De EU hypet waterstof als het wonder dat onze verslaving aan fossiele brandstoffen zal genezen. De waarheid is vuiler: waterstof dreigt het gebruik van fossiele brandstoffen feitelijk uit te breiden, evenals de verdieping van neokoloniale extractivistische praktijken, waaronder de grootschalige toe-eigening van land, water en energie in de producerende landen. Recente onderzoeken leggen de donkere kant van de waterstofrage in de EU bloot – en de vuurkracht van de bedrijfsreuzen die deze rage aandrijven.
Brussel prijst waterstof aan als het wonder dat onze verslaving aan fossiele
brandstoffen zal genezen. De waarheid is anders: waterstof dreigt het gebruik
van fossiele brandstoffen uit te breiden.
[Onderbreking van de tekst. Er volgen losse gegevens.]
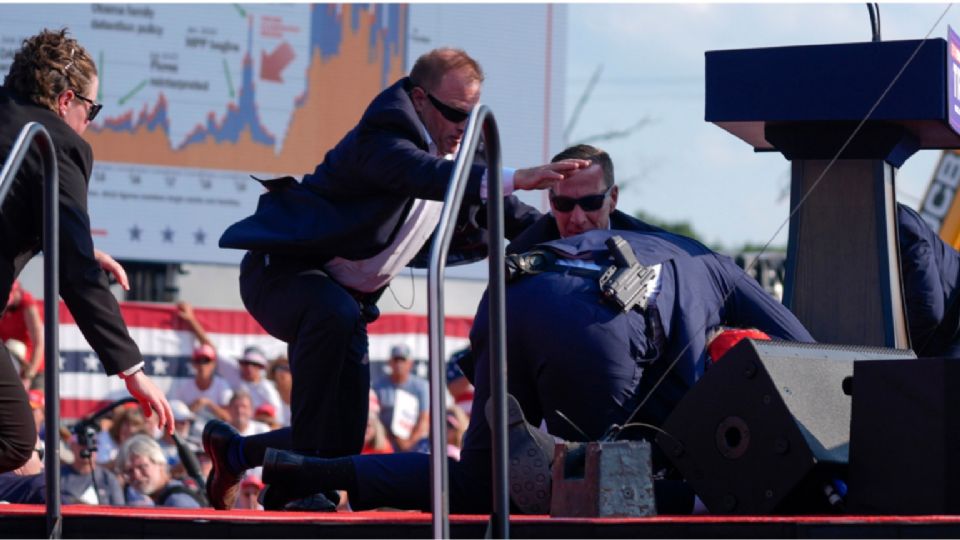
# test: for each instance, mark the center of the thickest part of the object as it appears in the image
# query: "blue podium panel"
(749, 90)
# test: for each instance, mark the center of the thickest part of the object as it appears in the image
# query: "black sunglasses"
(94, 106)
(452, 114)
(589, 203)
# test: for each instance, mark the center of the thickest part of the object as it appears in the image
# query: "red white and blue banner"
(167, 344)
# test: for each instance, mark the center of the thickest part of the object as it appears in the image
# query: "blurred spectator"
(250, 488)
(146, 472)
(404, 402)
(375, 439)
(207, 394)
(127, 421)
(37, 404)
(457, 421)
(279, 373)
(21, 321)
(81, 482)
(251, 365)
(458, 384)
(241, 415)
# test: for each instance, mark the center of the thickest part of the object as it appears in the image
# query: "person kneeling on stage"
(572, 350)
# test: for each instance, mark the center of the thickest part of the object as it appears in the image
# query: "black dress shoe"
(291, 486)
(223, 485)
(531, 453)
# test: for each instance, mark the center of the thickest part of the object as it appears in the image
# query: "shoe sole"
(529, 465)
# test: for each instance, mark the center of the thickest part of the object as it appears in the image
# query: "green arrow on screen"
(133, 92)
(226, 71)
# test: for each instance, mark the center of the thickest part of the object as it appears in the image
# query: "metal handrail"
(51, 309)
(480, 118)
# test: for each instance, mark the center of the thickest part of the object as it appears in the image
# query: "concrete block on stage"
(807, 102)
(602, 479)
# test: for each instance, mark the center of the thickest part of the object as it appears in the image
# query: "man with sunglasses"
(322, 250)
(584, 202)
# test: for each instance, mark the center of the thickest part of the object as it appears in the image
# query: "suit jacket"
(354, 202)
(930, 270)
(83, 284)
(700, 289)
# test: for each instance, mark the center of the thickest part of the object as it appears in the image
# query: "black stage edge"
(25, 521)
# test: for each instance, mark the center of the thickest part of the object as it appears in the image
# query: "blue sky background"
(679, 167)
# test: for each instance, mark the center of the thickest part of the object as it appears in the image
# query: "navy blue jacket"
(930, 270)
(700, 289)
(354, 202)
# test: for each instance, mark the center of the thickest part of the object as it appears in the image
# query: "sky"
(678, 167)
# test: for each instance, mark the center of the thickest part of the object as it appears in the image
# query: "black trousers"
(326, 337)
(18, 433)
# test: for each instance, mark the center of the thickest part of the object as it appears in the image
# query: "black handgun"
(625, 282)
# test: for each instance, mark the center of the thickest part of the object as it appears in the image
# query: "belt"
(304, 267)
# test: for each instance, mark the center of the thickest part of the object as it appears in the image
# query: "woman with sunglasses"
(53, 81)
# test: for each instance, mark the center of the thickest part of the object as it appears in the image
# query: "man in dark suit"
(572, 352)
(53, 81)
(322, 250)
(931, 273)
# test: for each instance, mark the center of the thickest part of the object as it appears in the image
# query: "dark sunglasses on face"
(94, 109)
(589, 203)
(452, 114)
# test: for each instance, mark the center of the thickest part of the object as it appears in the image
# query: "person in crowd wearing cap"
(208, 393)
(253, 364)
(322, 250)
(241, 415)
(279, 373)
(21, 321)
(53, 80)
(77, 486)
(404, 402)
(375, 439)
(145, 469)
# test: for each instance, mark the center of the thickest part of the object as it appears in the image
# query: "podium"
(842, 272)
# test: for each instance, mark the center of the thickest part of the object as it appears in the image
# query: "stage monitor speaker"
(766, 429)
(905, 437)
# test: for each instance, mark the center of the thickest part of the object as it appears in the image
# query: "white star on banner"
(160, 366)
(90, 362)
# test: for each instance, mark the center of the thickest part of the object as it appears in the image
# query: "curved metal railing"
(480, 118)
(51, 309)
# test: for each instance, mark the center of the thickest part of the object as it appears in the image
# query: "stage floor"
(29, 521)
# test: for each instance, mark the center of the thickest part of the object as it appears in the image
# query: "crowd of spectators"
(123, 459)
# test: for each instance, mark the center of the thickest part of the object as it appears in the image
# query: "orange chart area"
(339, 87)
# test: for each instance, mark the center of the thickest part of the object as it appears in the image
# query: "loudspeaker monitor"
(766, 429)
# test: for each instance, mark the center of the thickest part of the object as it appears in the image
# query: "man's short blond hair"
(432, 66)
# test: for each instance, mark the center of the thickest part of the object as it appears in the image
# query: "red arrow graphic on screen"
(272, 64)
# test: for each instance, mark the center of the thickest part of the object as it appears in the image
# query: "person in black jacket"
(53, 81)
(322, 250)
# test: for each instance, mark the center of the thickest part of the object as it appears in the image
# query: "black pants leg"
(18, 433)
(327, 347)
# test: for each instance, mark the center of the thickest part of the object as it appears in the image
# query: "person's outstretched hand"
(546, 176)
(151, 399)
(113, 267)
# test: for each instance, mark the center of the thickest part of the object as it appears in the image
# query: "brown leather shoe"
(223, 485)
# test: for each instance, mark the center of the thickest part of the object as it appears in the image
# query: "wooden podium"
(843, 273)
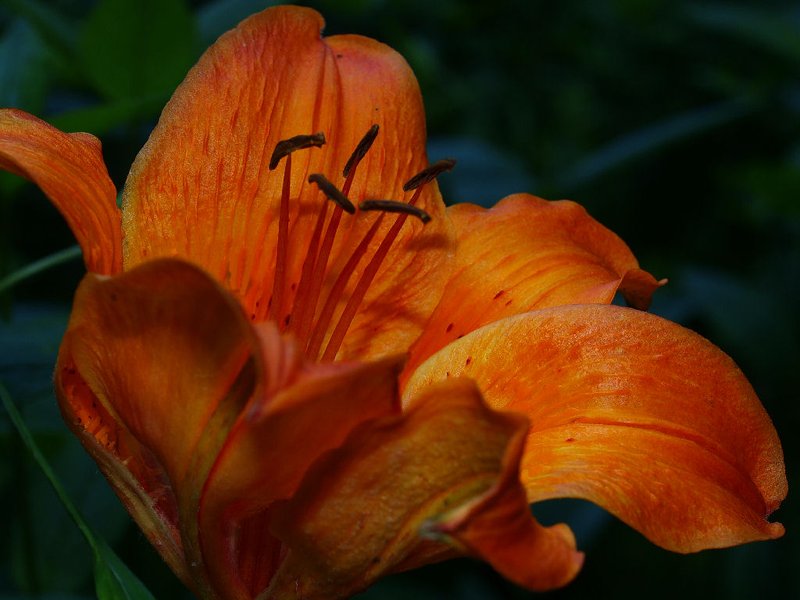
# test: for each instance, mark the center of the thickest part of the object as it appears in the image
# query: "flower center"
(310, 315)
Nieuwe cijfers onthullen de donkere kant van de waterstofrage
in de EU – en de interesse van de bedrijfsreuzen die deze aandrijven.
Volgens het Internationaal Energieagentschap wordt 99% van de wereldwijd
geproduceerde waterstof geproduceerd uit fossiele brandstoffen – dezelfde
fossiele brandstoffen waarvan Brussel zegt dat ze het meest bijdragen aan de
uitstoot van broeikasgassen en dus aan de klimaatcrisis.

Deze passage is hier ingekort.